Dass es allerdings einen Zusammenhang zwischen sozialer Schicht und dem Risiko einer Krebserkrankung geben kann, will der Mediziner nicht ausschließen. Er nennt einige Risikofaktoren: Rauchen. Übergewicht. Zu wenig Bewegung. Ungesunde Ernährung. Alkohol. "Allein durch Bewegung und ausgewogene Ernährung sinkt die Gefahr, an Brust-, Prostata oder Darmkrebs zu erkranken", sagt er. Diese drei sind neben Lungenkrebs die am häufigsten auftretenden Arten. Im Bericht des Krebsregisters heißt es dazu: "Zwei Drittel aller Krebstodesfälle sind auf verhaltensbedingte Risikofaktoren wie Rauchen, Alkoholkonsum, Ernährungsweise, Übergewicht und Bewegungsmangel zurückzuführen." Und: "Tabakkonsum wird für etwa 30 Prozent aller Krebstodesfälle verantwortlich gemacht."

Umweltfaktoren und Risiken am Arbeitsplatz spielten dagegen nach Dr. Potts Worten kaum eine Rolle, wenn es um die Wahrscheinlichkeit einer Krebserkrankung gehe, eher schon die Frage, ob ein Mensch mit seiner täglichen Arbeit zufrieden und ob er davon ausgefüllt sei; ob er in einem aufstrebenden Landkreis lebe oder in einem mit eher depressiver Stimmung.

So paradox es zunächst klingen mag: Auch Vorsorge führt statistisch gesehen dazu, dass die Zahl der registrierten Neuerkrankungen steigt. Dazu heißt es im aktuellen Bericht: "Es ist bekannt, dass durch den Einsatz von Früherkennungsprogrammen die Diagnosen von Frühstadien und damit die Krebserkrankungen insgesamt zunehmen." Dagegen sei die Sterblichkeitsrate seit Jahren rückläufig. Beispiel Darmkrebs: Starben 2003 in Niedersachsen 2085 Patienten (946 Männer und 1139 Frauen) an der Krankheit, so waren es 2009 mit 1757 (875 Männer, 882 Frauen) deutlich weniger.

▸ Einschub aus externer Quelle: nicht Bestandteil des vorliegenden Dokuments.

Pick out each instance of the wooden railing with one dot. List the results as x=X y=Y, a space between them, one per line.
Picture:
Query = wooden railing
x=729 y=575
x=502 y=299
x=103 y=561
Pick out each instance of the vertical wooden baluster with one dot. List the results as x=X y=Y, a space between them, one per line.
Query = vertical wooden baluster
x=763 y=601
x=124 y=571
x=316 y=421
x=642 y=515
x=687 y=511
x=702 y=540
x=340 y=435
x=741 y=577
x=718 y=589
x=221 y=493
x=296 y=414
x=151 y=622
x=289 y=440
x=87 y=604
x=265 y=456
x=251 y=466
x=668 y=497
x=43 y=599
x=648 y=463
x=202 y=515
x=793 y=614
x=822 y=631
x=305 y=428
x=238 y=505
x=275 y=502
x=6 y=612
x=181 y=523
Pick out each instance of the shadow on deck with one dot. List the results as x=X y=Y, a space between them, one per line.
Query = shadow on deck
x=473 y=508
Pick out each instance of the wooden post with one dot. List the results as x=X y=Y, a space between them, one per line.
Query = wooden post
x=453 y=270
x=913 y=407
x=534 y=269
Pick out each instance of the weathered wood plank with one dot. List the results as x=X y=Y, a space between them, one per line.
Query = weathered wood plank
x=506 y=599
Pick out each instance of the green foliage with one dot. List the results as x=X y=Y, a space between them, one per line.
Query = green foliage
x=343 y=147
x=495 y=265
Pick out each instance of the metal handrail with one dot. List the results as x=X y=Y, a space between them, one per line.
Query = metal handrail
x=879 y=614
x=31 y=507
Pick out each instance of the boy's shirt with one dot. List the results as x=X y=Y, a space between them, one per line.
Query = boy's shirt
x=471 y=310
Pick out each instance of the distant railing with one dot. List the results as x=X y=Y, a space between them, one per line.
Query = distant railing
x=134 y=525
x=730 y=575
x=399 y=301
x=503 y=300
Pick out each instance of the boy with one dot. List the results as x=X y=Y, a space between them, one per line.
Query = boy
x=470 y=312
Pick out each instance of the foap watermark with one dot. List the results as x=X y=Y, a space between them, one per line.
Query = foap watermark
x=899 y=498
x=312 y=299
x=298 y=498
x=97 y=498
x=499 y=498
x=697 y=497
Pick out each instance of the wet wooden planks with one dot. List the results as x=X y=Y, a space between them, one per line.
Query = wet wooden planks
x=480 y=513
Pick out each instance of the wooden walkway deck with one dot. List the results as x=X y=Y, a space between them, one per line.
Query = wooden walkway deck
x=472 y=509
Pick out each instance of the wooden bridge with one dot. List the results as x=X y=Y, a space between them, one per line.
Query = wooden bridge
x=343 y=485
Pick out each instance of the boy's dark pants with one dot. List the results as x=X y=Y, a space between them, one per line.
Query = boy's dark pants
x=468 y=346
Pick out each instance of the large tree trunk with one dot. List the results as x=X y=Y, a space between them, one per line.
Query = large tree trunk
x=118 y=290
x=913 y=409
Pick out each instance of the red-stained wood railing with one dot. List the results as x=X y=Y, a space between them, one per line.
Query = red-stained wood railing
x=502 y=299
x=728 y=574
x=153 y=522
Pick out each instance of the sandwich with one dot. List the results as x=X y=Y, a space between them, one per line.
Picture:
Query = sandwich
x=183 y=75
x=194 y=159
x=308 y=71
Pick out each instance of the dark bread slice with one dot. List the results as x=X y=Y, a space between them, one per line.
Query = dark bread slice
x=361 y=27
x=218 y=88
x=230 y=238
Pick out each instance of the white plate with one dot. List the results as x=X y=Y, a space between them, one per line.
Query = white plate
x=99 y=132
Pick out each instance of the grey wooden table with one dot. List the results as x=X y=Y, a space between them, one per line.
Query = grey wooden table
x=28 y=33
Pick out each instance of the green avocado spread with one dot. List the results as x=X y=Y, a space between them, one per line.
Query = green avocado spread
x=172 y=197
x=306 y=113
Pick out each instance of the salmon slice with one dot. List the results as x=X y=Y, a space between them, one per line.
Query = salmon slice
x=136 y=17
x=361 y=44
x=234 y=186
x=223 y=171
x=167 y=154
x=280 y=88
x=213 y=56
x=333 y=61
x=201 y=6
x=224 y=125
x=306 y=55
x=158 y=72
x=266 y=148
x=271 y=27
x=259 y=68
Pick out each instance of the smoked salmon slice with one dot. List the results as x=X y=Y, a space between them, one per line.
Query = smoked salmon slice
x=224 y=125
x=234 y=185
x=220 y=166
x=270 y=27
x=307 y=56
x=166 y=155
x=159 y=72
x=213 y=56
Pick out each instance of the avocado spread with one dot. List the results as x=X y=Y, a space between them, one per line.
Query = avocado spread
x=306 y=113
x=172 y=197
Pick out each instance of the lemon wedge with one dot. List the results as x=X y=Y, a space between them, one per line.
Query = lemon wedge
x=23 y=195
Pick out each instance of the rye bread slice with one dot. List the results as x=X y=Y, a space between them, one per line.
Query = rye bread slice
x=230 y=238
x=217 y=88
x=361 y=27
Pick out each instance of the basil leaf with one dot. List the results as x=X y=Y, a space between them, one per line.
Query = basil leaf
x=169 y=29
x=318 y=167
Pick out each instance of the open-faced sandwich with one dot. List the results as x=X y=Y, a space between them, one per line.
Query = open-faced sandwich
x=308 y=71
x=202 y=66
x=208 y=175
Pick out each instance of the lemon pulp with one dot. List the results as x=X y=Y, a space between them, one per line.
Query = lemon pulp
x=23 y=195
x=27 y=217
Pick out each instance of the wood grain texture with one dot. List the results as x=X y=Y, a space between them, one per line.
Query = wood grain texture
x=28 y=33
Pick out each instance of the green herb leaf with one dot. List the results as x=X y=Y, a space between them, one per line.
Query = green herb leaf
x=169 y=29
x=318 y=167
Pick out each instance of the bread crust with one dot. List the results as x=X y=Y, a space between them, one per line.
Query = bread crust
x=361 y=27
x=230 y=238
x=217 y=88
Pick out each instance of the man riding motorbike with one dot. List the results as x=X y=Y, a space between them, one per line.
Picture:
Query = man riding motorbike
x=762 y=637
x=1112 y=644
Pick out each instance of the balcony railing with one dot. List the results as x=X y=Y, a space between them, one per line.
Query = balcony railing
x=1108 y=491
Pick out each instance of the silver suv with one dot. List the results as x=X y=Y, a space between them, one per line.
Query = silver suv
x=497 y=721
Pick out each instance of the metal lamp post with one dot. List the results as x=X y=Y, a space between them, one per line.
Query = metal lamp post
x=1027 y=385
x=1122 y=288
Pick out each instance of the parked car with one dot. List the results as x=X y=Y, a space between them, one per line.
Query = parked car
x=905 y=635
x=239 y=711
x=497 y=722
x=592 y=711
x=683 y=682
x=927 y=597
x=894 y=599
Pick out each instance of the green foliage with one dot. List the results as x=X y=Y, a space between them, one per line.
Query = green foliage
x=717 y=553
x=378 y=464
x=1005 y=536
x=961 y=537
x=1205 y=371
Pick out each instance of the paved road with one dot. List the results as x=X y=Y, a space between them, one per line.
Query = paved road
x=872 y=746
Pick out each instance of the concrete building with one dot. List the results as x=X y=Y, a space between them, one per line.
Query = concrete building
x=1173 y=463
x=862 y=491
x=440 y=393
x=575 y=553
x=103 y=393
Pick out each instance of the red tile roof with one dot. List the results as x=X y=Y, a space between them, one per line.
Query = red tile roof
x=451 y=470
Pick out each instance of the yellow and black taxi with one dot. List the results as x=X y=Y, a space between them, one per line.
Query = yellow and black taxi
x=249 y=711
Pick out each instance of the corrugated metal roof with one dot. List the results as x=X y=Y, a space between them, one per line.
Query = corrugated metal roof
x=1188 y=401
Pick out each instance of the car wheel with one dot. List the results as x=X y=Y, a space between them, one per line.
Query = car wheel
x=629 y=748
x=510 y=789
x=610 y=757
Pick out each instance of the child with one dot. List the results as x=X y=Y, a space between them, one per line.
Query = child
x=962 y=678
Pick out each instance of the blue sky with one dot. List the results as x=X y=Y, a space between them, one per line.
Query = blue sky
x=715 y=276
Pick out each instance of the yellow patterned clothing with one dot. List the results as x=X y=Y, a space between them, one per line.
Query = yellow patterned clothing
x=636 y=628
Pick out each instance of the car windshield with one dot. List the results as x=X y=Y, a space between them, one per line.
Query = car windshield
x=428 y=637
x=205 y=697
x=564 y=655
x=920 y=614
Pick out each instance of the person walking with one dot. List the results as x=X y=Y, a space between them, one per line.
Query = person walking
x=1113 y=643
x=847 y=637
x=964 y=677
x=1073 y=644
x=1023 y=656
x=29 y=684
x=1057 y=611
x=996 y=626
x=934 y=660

Dr. Christian Pott hält insbesondere Darm-, Brust-, Prostata-, Gebärmutterhals- und Hautkrebsvorsorge für sinnvoll, weil sich Diagnosen mit relativ wenig Aufwand stellen ließen. Bei vielen anderen Krebsarten stünden der Aufwand einer Vorsorge und der Nutzen nicht unbedingt in einem sinnvollen Verhältnis, sagt er. Rund 60 Prozent der Erkrankten bekommen seinen Worten zufolge heute eine Strahlentherapie. Außerdem gebe es mittlerweile Chemotherapien, die kaum noch starke Nebenwirkungen nach sich zögen. "Unser Motto ist heute, dass ein Patient dank einer Therapie jeden Tag ein bisschen besser leben kann", sagt Pott.

Dass es inzwischen ein Krebsregister gibt, findet er sinnvoll. "Zuvor war man in großen Teilen Deutschlands relativ blind, nahm Zahlen aus den USA, aus der früheren DDR und aus dem Saarland und rechnete sie hoch."

Das vollständige Epidemiologische Krebsregister Niedersachsen ist im Internet unter www.krebsregister-niedersachsen.de einsehbar.